Faktajurnalisa.com - Seorang remaja Australia berusia 15 tahun harus melalui hal yang pahit. Setelah tujuh bulan menghisap vape, dia sekarang menderita hipoksia yang membuatnya sulit bernapas dan membutuhkan penanganan medis.

Remaja ini diketahui bernama Dakota Stephenson. Penyakit yang dideritanya saat ini membuat paru-parunya tidak mendapatkan oksigen yang cukup.

Sebelum dilarikan ke rumah sakit, ia mengalami demam tinggi dan sakit punggung pada bulan September. Setelah dibawa ke rumah sakit, dokter mengatakan bahwa Dakota menderita EVALI.

Evali adalah singkatan dari e-cigarette atau vaping use-associated lung injury.

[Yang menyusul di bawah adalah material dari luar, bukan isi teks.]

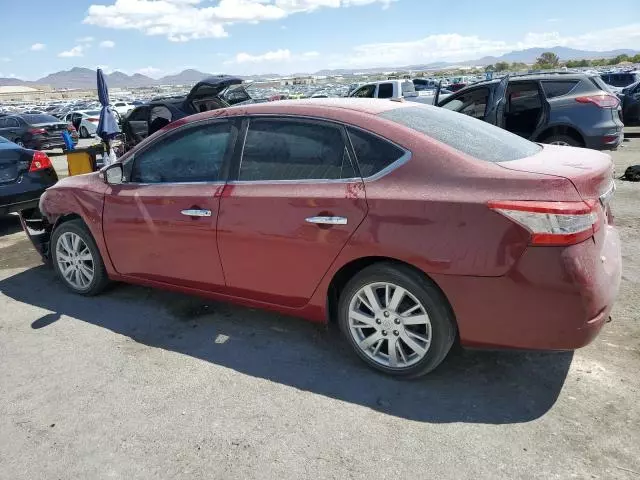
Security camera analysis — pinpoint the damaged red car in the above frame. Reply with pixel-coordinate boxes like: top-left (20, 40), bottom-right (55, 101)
top-left (23, 99), bottom-right (621, 376)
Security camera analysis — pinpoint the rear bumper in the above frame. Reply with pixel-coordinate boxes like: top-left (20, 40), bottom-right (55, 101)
top-left (432, 226), bottom-right (621, 350)
top-left (0, 195), bottom-right (40, 215)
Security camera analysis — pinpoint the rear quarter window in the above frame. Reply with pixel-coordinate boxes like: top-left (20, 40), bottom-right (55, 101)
top-left (542, 80), bottom-right (578, 98)
top-left (379, 105), bottom-right (542, 162)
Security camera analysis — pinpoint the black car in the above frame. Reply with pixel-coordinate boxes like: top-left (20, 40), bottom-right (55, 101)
top-left (434, 73), bottom-right (624, 150)
top-left (0, 114), bottom-right (78, 150)
top-left (122, 75), bottom-right (251, 147)
top-left (620, 81), bottom-right (640, 125)
top-left (0, 137), bottom-right (58, 216)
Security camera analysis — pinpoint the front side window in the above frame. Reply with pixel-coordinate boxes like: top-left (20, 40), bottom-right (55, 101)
top-left (238, 119), bottom-right (355, 181)
top-left (441, 88), bottom-right (489, 119)
top-left (131, 122), bottom-right (231, 183)
top-left (378, 83), bottom-right (393, 98)
top-left (352, 85), bottom-right (376, 98)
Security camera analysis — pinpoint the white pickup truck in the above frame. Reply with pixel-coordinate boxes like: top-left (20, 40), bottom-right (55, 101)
top-left (349, 80), bottom-right (445, 105)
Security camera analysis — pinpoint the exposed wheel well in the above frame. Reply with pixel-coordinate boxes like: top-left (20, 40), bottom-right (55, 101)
top-left (536, 125), bottom-right (585, 146)
top-left (327, 257), bottom-right (455, 323)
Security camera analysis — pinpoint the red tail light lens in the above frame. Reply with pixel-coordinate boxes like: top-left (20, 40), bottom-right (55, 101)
top-left (489, 201), bottom-right (601, 245)
top-left (29, 151), bottom-right (53, 172)
top-left (576, 93), bottom-right (620, 108)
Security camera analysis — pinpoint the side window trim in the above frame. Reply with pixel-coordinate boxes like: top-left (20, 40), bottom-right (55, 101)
top-left (227, 114), bottom-right (362, 185)
top-left (123, 117), bottom-right (239, 186)
top-left (345, 125), bottom-right (411, 183)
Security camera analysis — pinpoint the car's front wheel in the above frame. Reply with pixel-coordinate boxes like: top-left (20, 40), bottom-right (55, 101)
top-left (51, 219), bottom-right (109, 296)
top-left (338, 263), bottom-right (456, 377)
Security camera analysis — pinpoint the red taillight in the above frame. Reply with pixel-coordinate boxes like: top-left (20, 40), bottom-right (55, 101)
top-left (576, 93), bottom-right (620, 108)
top-left (29, 151), bottom-right (53, 172)
top-left (489, 201), bottom-right (601, 245)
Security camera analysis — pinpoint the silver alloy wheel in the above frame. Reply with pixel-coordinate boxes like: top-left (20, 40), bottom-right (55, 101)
top-left (56, 232), bottom-right (95, 290)
top-left (348, 282), bottom-right (431, 369)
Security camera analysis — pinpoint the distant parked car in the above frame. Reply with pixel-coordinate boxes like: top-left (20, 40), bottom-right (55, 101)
top-left (122, 75), bottom-right (252, 147)
top-left (0, 137), bottom-right (58, 216)
top-left (620, 81), bottom-right (640, 125)
top-left (438, 73), bottom-right (624, 150)
top-left (27, 98), bottom-right (621, 376)
top-left (600, 72), bottom-right (640, 88)
top-left (64, 110), bottom-right (100, 138)
top-left (113, 102), bottom-right (136, 117)
top-left (0, 114), bottom-right (78, 150)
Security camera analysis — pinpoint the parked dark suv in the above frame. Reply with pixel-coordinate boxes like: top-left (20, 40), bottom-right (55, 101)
top-left (437, 73), bottom-right (624, 150)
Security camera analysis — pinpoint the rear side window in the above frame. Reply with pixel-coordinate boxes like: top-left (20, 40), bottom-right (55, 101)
top-left (347, 128), bottom-right (404, 178)
top-left (542, 80), bottom-right (578, 98)
top-left (238, 119), bottom-right (356, 181)
top-left (379, 106), bottom-right (542, 162)
top-left (131, 122), bottom-right (231, 183)
top-left (378, 83), bottom-right (393, 98)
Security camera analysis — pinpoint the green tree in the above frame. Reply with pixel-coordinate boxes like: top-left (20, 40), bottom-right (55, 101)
top-left (536, 52), bottom-right (560, 70)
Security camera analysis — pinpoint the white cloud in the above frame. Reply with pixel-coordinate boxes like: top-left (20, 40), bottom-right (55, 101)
top-left (58, 45), bottom-right (85, 57)
top-left (329, 24), bottom-right (640, 67)
top-left (135, 67), bottom-right (162, 78)
top-left (83, 0), bottom-right (396, 42)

Kondisi tersebut diduga disebabkan oleh vape yang mengandung tetrahydrocannabinol (THC), zat psikoaktif yang juga ditemukan dalam ganja, dan zat aditif vitamin E asetat.

Mengetahui hal itu, sang ibu, Natasha Stephenson, mengaku kaget. Pasalnya sang ibu tidak mengetahui bahwa selama ini anaknya menghisap vape.

Diketahui, Dakota sudah merokok vape sejak awal 2020. Menurut Natasha, anaknya kerap meminta uang untuk membeli jajan sepulang sekolah. Namun, ia ternyata menabung untuk membeli kartrid nikotin.

Terkait hal tersebut, Natasha eminta pemerintah melarang peredaran rokok elektrik di Australia dan menyelidiki bahan kimia apa yang terkandung dalam liquid vape.